Em entrevista à jornalista Fernanda Queiroz, da CBN Vitória, Rodrigo contou os bastidores da 29ª edição do Campionato Mondiale della Pizza que vai até esta quinta-feira (7), dia em que o capixaba apresentará sua receita.
Entrevista - Fernanda Queiroz - Rodrigo Gonçalves - 06-04-22.mp3
Neste ano, o campeonato reúne 670 participantes, que concorrem em várias categorias: pizza metro, napolitana, quadrada e, entre outras, a clássica — a que o capixaba concorrerá nesta quinta-feira. Para a competição, Rodrigo está resgatando uma receita que já fez em outro evento em Boston, nos Estados Unidos: pizza de taco, ou taco pizza, como preferiu chamar.
"Vou montar uma pizza com todos os ingredientes de um taco, mas em uma pizza, o que chamamos de taco pizza. A receita é de um taco de carne, mas não vou fazer picante. Vou deixar as pimentas separadas porque não quero que uma pizza picante caia na mão de um juiz que não gosta de pimenta", explica o pizzaiolo em entrevista à CBN.
Segundo Rodrigo, a pizza vai ser feita com a carne temperada, a mistura de queijo branco com queijo cheddar e vai ao forno para ser assada apenas com isso. Quando for retirada do forno, serão acrescentados tomate picado, coentro, cebolinha, cebola e guacamole. A massa da pizza está pronta desde a última terça-feira (5), para descansar por 36 horas.
COMO AS PIZZAS SÃO AVALIADAS
Rodrigo Gonçalves explica que a competição tem sete bancadas com quatro jurados cada uma. Ele contou que quando os participantes terminam a pizza, não sabem para qual mesa vai. A escolha é a da mesa que está desocupada.
"Eu posso pegar, por exemplo, um italiano tradicional como jurado que vai achar ridículo uma pizza mexicana, latina. Mas, por outro lado, posso pegar um jurado mais moderno que gosta de comida mexicana e achar que foi uma ótima ideia. Tem uma sorte aí", destacou.

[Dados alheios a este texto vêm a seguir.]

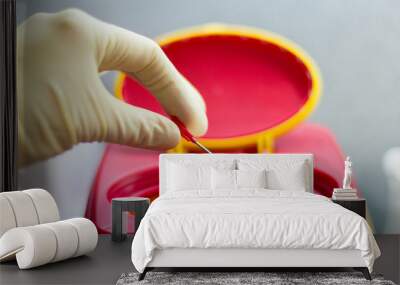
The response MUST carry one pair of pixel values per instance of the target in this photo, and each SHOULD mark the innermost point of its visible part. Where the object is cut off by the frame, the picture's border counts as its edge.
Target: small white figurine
(347, 173)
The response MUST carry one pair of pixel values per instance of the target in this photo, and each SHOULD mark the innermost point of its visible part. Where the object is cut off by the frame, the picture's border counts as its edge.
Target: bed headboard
(165, 158)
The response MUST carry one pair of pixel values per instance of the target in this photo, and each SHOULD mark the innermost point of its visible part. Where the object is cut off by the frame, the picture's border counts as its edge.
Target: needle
(187, 135)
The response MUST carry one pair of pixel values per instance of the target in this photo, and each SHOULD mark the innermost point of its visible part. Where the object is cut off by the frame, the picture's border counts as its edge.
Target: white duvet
(250, 219)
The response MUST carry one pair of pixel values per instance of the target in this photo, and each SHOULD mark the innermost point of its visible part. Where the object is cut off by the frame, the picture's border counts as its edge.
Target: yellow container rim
(251, 140)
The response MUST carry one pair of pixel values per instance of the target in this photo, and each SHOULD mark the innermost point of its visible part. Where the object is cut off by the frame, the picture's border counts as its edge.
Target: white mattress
(255, 257)
(252, 219)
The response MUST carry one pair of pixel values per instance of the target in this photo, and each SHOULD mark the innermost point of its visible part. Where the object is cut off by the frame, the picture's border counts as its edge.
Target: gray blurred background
(356, 44)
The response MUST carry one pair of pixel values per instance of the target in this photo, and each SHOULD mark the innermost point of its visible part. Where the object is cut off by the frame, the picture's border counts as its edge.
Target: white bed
(280, 224)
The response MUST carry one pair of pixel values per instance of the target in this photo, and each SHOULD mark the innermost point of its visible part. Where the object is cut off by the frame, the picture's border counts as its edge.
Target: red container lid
(254, 83)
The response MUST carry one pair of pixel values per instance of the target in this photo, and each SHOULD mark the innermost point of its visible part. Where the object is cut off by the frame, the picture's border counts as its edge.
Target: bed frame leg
(143, 274)
(364, 271)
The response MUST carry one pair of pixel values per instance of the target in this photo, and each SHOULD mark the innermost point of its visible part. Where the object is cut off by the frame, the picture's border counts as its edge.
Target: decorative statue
(347, 173)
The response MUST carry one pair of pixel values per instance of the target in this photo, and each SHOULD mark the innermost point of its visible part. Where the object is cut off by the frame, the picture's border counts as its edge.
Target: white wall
(356, 44)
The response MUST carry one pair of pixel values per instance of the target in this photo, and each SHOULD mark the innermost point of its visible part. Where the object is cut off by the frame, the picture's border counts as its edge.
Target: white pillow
(289, 179)
(282, 174)
(223, 179)
(251, 178)
(181, 177)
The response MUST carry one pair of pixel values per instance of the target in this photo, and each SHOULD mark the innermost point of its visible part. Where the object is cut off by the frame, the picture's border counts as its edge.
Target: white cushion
(290, 174)
(223, 179)
(7, 218)
(45, 205)
(251, 178)
(40, 244)
(182, 177)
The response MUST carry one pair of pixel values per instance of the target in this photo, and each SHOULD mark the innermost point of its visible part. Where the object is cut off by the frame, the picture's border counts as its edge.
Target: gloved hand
(62, 101)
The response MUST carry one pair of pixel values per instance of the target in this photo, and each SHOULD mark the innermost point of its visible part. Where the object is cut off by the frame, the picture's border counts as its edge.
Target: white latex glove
(62, 101)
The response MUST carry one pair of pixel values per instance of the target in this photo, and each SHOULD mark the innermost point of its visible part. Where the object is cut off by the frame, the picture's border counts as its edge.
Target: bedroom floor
(110, 260)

Segundo o capixaba, os competidores só tem 13 minutos para colocar os ingredientes na mesa, abrir a pizza, montar, assar e limpar a bancada enquanto os juízes avaliam."No ato da inscrição eu já digo qual é o tipo de forno que quero assar a minha pizza e qual é a temperatura do forno para que tudo esteja pronto na hora da prova", afirmou.
HISTÓRIA DE RODRIGO COM A PIZZA
O profissional começou na área com uma pizzaria em 2003 em Laranjeiras, na Serra, e, segundo ele, foi motivado a aprender fazer a massa pela dificuldade de encontrar profissionais que entendem de pizzaria de forno à lenha. "Comecei eu mesmo participar de alguns cursos e me qualificar. No universo da qualificação, fui para o Rio de Janeiro e São Paulo e, em 2009, vim para Roma, na Itália, onde fiz um curso de pizzaiolo na Associação Italiana de Pizzaria", contou.
Rodrigo voltou ao Brasil e, no ano seguinte, em 2010, retornou a Roma para participar de um campeonato mundial de pizzaiolo. Em 2016, foi para os Estados Unidos e trabalhou um tempo em uma pizzaria. Participou de eventos em várias cidades do país e, em 2019, foi para o campeonato mundial de pizzaiolos em Las Vegas, o último antes da pandemia.